项目名称： 深部充填开采留巷球应力壳与偏应力场演化及协同控制

项目编号： No.51504259

项目类型： 青年科学基金项目

立项/批准年度： 2016

项目学科： 矿业工程

项目作者： 谢生荣

作者单位： 中国矿业大学（北京）

项目金额： 20万元

中文摘要： 针对深部充填开采沿空留巷围岩所处的复杂特殊环境，分析其覆岩体活动特征及其与岩体环境的力学响应关系，进而基于球应力与各主应力之间的关系，研究深部充填开采留巷扰动围岩三维球应力壳形成与分布特征，揭示球应力壳对覆岩体活动的控制作用和下部留巷工程的保护机制。探讨深部留巷球应力壳下煤岩体分区破裂形式及其与球应力壳下沉的关系，研究球应力壳下偏应力场、围岩畸变能积累与耗散的时空演化规律，阐明其对深部留巷围岩畸变的主控作用。建立非均布受载充填体、巷旁支架与弱结构煤帮协同支撑的围岩结构模型，揭示采空区整体充填、巷旁和巷内支护对深部留巷围岩协同控制作用机理。探究采空区充填对球应力壳反作用机理和围岩分区破裂的弱化作用机制以及巷内支护对围岩的维稳和弱面补偿作用，形成深部充填开采沿空留巷围岩协同控制技术关键与参数优化方法，为深部留巷围岩稳定性控制提供关键理论和技术保障。

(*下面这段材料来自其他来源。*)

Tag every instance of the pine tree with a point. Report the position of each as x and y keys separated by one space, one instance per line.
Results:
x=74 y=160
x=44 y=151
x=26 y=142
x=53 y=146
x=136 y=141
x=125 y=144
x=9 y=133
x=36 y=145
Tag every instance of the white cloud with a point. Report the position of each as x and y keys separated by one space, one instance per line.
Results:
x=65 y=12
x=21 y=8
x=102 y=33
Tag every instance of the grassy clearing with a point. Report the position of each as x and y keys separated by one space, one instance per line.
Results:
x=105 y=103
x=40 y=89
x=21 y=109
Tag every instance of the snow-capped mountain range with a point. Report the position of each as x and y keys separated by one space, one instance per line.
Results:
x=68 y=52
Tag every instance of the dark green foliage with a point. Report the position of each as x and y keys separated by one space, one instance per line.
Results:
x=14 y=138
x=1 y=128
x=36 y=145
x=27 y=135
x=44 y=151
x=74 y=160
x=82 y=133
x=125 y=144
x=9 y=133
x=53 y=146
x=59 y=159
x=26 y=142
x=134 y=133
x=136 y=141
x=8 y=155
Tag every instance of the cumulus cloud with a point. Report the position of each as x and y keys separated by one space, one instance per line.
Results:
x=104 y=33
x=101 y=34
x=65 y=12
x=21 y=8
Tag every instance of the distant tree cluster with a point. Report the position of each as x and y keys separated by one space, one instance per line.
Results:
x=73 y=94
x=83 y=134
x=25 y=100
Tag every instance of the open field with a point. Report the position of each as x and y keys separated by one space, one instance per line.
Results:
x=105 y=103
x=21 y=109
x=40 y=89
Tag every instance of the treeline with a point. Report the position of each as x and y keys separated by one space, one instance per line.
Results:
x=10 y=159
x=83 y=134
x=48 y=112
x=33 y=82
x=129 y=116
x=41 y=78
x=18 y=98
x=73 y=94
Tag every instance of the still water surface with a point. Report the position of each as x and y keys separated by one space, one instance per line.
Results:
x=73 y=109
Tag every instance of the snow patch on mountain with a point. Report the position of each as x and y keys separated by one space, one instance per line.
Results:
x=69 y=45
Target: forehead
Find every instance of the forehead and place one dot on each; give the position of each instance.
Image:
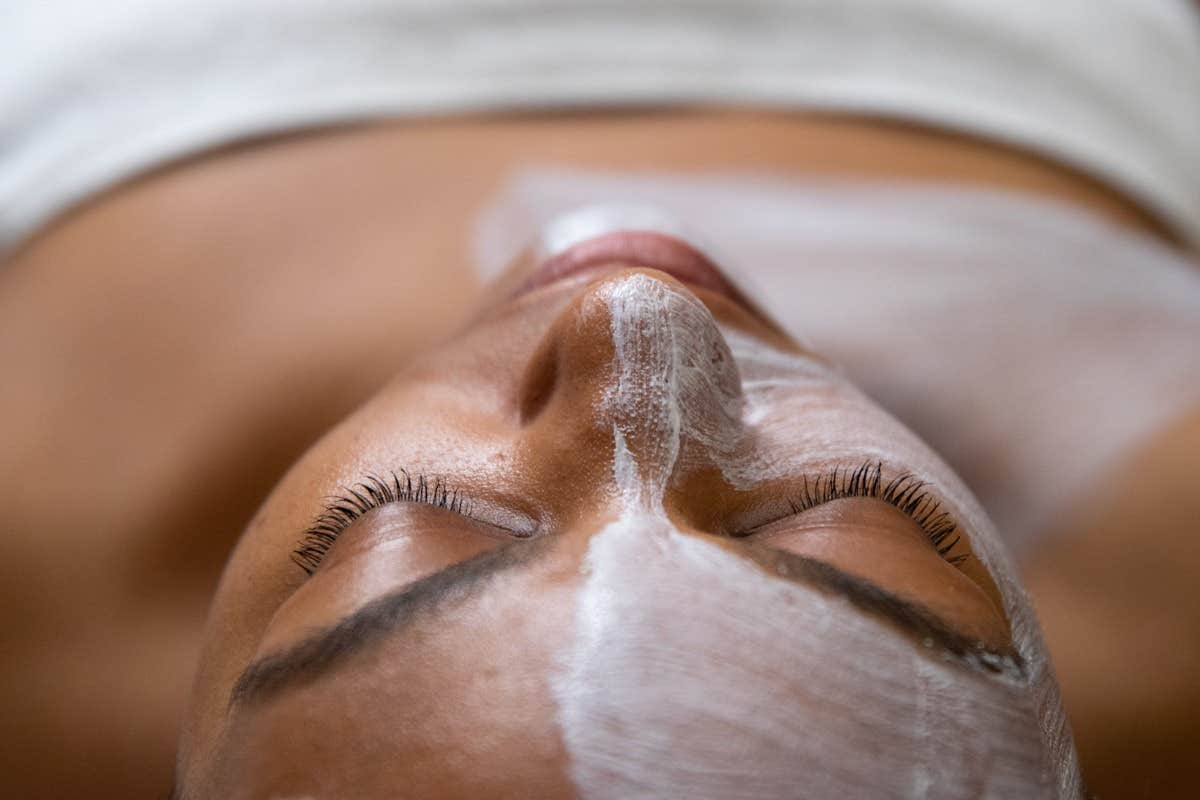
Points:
(526, 684)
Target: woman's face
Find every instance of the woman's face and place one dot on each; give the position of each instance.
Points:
(622, 536)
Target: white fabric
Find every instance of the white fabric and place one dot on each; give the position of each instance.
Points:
(1032, 346)
(95, 92)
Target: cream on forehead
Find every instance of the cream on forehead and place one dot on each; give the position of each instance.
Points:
(661, 601)
(694, 675)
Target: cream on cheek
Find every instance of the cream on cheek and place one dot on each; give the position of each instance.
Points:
(694, 674)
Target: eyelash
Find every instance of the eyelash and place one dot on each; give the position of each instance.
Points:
(371, 493)
(905, 492)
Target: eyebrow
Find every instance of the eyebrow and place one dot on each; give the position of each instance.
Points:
(328, 648)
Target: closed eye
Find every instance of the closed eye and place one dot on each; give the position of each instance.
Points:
(372, 492)
(905, 492)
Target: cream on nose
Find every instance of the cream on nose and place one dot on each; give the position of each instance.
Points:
(675, 395)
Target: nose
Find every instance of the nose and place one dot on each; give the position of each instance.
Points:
(637, 366)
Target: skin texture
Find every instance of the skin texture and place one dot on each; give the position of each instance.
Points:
(525, 415)
(184, 338)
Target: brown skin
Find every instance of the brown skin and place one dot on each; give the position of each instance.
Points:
(163, 334)
(460, 703)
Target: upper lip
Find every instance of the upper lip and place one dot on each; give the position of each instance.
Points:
(637, 248)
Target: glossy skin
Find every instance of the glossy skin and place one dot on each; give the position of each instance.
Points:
(183, 338)
(510, 414)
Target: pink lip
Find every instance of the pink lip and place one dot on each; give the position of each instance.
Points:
(633, 248)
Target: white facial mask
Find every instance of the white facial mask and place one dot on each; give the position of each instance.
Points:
(695, 674)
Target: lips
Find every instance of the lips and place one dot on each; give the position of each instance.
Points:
(635, 248)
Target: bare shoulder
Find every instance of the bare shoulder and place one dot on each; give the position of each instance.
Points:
(1116, 590)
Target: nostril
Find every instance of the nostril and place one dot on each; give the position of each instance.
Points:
(539, 382)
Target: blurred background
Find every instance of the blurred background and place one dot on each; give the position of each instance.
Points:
(225, 224)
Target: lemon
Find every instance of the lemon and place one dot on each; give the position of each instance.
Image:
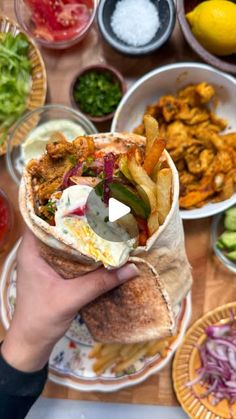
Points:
(213, 23)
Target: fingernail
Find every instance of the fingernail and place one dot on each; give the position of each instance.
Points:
(127, 272)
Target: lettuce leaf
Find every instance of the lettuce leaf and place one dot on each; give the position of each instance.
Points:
(15, 80)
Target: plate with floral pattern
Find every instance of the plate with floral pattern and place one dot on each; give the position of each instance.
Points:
(69, 364)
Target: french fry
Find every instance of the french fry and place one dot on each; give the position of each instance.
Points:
(153, 223)
(164, 185)
(156, 346)
(154, 155)
(121, 356)
(139, 174)
(151, 131)
(129, 350)
(123, 166)
(121, 366)
(111, 348)
(103, 362)
(95, 350)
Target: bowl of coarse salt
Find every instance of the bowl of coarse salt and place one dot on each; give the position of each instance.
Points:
(136, 27)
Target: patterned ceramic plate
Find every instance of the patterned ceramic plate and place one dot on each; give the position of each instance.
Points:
(187, 361)
(69, 364)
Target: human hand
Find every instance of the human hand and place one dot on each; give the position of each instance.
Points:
(46, 305)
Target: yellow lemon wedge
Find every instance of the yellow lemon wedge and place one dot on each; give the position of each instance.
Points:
(213, 23)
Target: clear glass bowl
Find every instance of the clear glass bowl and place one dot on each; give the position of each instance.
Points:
(23, 14)
(217, 228)
(7, 222)
(37, 118)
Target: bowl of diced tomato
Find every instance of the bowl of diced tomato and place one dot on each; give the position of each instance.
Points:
(56, 23)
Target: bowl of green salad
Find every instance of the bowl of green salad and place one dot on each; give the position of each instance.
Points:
(223, 236)
(96, 91)
(23, 81)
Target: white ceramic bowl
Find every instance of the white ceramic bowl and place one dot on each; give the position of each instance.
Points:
(169, 79)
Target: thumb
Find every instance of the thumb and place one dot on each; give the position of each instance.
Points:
(88, 287)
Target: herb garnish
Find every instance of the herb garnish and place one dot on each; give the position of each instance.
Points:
(96, 93)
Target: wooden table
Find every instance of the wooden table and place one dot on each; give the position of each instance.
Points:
(213, 284)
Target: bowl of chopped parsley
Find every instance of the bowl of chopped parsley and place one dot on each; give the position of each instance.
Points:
(96, 91)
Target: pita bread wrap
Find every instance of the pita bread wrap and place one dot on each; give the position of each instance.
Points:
(145, 307)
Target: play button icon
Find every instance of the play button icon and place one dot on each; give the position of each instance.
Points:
(116, 210)
(113, 222)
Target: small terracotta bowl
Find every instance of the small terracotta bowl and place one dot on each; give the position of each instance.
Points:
(227, 63)
(99, 68)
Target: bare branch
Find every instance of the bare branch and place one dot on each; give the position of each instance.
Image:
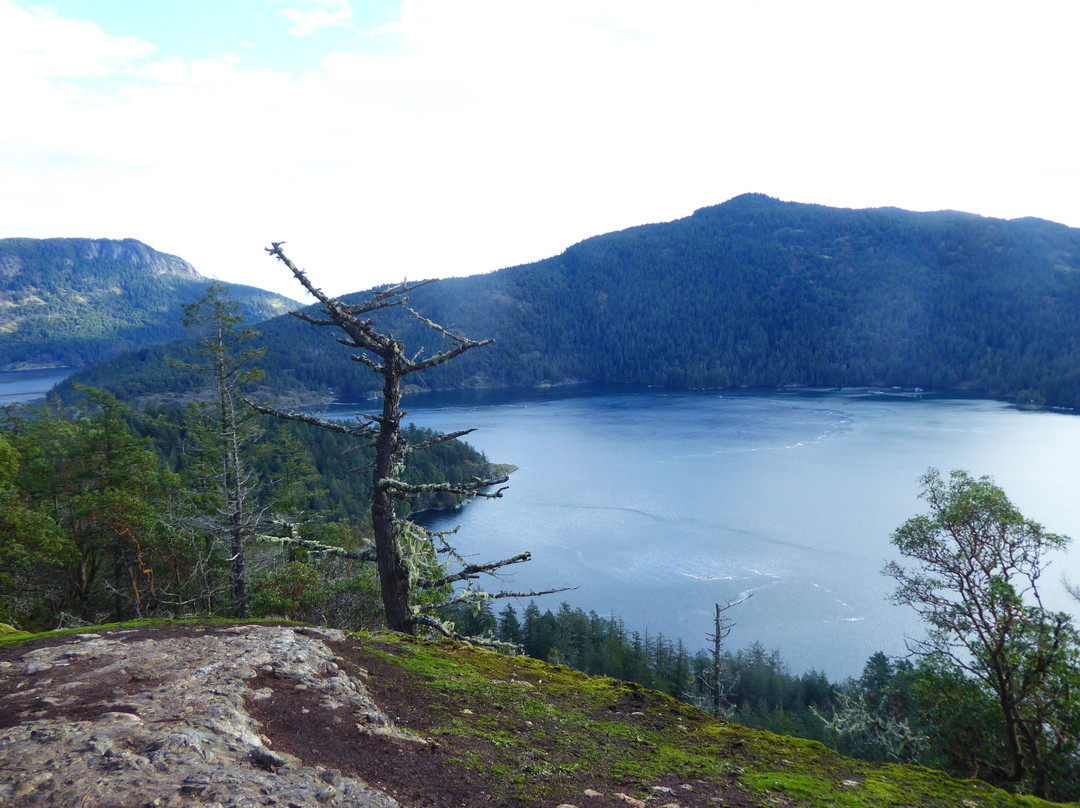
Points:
(473, 570)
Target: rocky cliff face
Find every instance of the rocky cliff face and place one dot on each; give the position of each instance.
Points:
(138, 254)
(132, 717)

中文关键词： 三维球应力壳；偏应力场；时空演化；分区破裂；结构模型

英文摘要： For the complicated environment of deep gob-side retaining entries’ surrounding rock, mechanical response relationship between surrounding rock behavior and rock environment will be analyzed, and furthermore, based on the relevance between spherical stress and each principal stress, the forming and distribution feature of three-dimensional spherical stress shell influenced immediately by deep gob-side retaining entries disturbing action will be studied as well. And then, the controlling effect of spherical stress shell to overlying strata behavior and the protecting mechanism to lower retaining entries will be illustrated. The relationship between zonal rupture forms of coal-rock covered by the shell and spherical stress subsidence in deep retaining entries will be researched. In addition, space-time evolution law of deviator stress filed and accumulation and dissipation of surrounding rock distortion energy will be investigated as well, and then the principle control mechanism of such evolution law to deep surrounding rock distortion will be demonstrated. Collaborative support structural model consists of non-uniform loaded filling body, roadside support and weak-structured coal sides will be established, in addition, the collaborative control mechanism of integral backfilling in gob, road-side and road-in support of deep retaining entries will be revealed. Besides, reaction mechanism of gob filling to spherical stress shell and the weaken effect to coal-rock zonal rupturing process will be investigated, and so will be the stability maintenance and compensation effect to weak interface of road-in support. Furthermore, the key collaborative control technique of deep retaining entries and its parameter optimization methods will be proposed, which will provide key theoretical and technical support for stability control of surrounding rock in deep retaining entries.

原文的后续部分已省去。